This is where I get confused on what "tradition" is. :) I'm not positive of the difference it makes if you capitalize "tradition"?
You don't know your Old Testament very well if you aren't familiar with the strictness with which the Jewish tradition considered "the cycle" to be a time when a woman was ritually unclean.
I knew they were considered unclean, as well as in the case of right after childbirth. I just didn't know that it was so strict that a woman can't even live in a temple if she EVER is that way. I guessed that maybe at worst, they might have to go live in a tent or something during that time. But if dem was the rules, then dem was the rules. :)

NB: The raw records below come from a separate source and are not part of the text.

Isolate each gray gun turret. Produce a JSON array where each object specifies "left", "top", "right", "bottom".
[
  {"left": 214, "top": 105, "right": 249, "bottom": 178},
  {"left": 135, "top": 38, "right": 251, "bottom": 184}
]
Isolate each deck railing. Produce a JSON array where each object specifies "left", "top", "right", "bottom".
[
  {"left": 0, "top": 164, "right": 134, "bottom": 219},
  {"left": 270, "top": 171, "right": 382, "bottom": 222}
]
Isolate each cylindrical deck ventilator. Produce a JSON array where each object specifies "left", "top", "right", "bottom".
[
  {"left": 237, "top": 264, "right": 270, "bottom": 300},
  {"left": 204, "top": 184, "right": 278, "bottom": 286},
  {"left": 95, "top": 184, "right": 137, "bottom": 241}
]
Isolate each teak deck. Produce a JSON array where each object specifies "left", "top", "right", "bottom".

Allow me to rephrase the paragraph you quoted:
"...do not assume that every part of the Protoevangelion is true. Written extra-Biblical accounts are not Scripture, nor can they be considered to be an innerant conveyor of Holy Tradition in the way that the Scriptures are . In the case of traditions like our beliefs about the conception, birth, early life, ever-virginity, and falling-asleep of the Theotokos, we feel very confident in the basic accounts, but we don't read into small details of the Church's accounts of these traditions with the confidence that we can with Scripture...."
Hope that helps.
I am jumping in on this as it caught my eye. The Orthodox Church in 17th century Russia used to ex-communicate for years child-bearing age women who would be seen in church on four consecutive Sundays, one of which would have to be during their menstrual cycle.
The Orthodox Church to this day stipulates that a woman is not to come to church untl 40 days after the childbirth, which is the reason why so many Orthodox baptize their children at that time.